A dry, cool wind blew across the scene. The sleeves of empty jackets waved.

“What the hell happened to them?” Armand asked.

“They disappeared,” Trevor answered. “It was happening all the time right before the invasion started. Remember?”

Gaston said, “I have heard that during those first days the central government lost contact with villages and towns along the Urals and that elements of the 34 ^ th Motor Rifle Division were on a training maneuver near here. They were probably dispatched to ascertain the situation.”

“So what happened to them?” Alexander alternated his attention from Trevor to Gaston and back again. “What does it mean?”

Armand quickly shot, “It means more fuel and bullets for us, I would think. Don’t you?”

Trevor pinched his nose as if trying to sort through a chaotic collection of thoughts. He managed to simplify and told them, “Look, it doesn’t matter much right about now. Armand is right, see what your people can scavenge from the wreck. We have bigger things to think about.”

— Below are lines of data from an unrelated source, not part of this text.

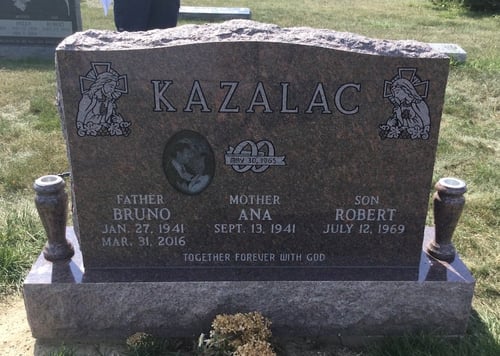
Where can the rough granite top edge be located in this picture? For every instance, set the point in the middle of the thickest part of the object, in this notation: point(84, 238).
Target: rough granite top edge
point(243, 30)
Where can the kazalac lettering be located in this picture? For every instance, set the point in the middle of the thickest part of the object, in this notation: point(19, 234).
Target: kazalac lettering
point(159, 95)
point(263, 100)
point(197, 98)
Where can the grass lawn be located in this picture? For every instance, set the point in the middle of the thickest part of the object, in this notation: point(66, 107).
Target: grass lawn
point(31, 143)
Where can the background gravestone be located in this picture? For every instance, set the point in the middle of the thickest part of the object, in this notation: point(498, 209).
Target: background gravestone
point(244, 167)
point(33, 28)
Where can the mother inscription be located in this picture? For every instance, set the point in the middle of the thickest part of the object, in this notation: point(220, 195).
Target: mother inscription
point(247, 151)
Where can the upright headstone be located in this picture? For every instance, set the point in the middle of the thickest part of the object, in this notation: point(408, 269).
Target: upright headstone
point(242, 166)
point(33, 28)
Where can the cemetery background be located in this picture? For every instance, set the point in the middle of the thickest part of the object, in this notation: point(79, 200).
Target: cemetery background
point(32, 144)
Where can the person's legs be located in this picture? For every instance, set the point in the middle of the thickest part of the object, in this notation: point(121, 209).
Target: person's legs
point(132, 15)
point(163, 14)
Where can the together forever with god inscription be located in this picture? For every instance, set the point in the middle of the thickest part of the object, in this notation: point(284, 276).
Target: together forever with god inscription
point(263, 154)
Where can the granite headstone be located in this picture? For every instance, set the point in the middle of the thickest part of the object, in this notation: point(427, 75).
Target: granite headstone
point(33, 28)
point(245, 167)
point(290, 157)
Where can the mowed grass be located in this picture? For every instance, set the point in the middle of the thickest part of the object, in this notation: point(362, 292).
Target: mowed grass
point(31, 143)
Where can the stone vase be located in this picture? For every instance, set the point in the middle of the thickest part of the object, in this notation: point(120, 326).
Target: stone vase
point(448, 205)
point(51, 202)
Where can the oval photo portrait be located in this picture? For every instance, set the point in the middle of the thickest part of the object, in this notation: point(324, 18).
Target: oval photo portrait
point(188, 162)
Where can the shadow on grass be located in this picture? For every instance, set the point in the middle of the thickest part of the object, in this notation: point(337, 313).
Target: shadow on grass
point(478, 341)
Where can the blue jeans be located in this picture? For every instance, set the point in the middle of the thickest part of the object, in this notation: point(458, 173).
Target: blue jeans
point(143, 15)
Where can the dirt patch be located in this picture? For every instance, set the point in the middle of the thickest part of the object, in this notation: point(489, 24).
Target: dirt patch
point(16, 339)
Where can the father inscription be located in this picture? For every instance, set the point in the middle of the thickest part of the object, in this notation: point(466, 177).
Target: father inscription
point(267, 154)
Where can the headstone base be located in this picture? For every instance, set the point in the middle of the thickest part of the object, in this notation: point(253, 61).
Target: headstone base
point(62, 308)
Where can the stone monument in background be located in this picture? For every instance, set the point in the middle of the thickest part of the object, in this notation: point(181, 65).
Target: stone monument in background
point(33, 28)
point(244, 167)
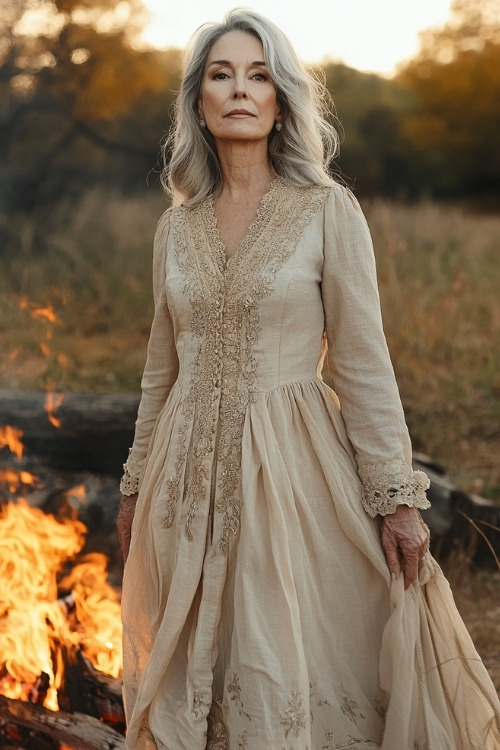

“The buildings down there,” Alexander stepped closer to Trevor. “Is that what we’ve come for?”

“Buildings?” Armand wanted in on the conversation. “What buildings?” Apparently he thought the remains of a vanished Russian regiment served as the day’s biggest revelations.

Jorgie, perhaps trying to chase away concerns over what was to come, hurried to Armand and took hold of his hand. “Come on, I’ll show you.”

With one arm holding his stuffed bunny and the other leading the Frenchman, Jorgie Benjamin Stone led the group away from the abandoned military equipment, through the orchard of skeletal trees, and to the ledge overlooking the dead plain where Voggoth’s temple waited.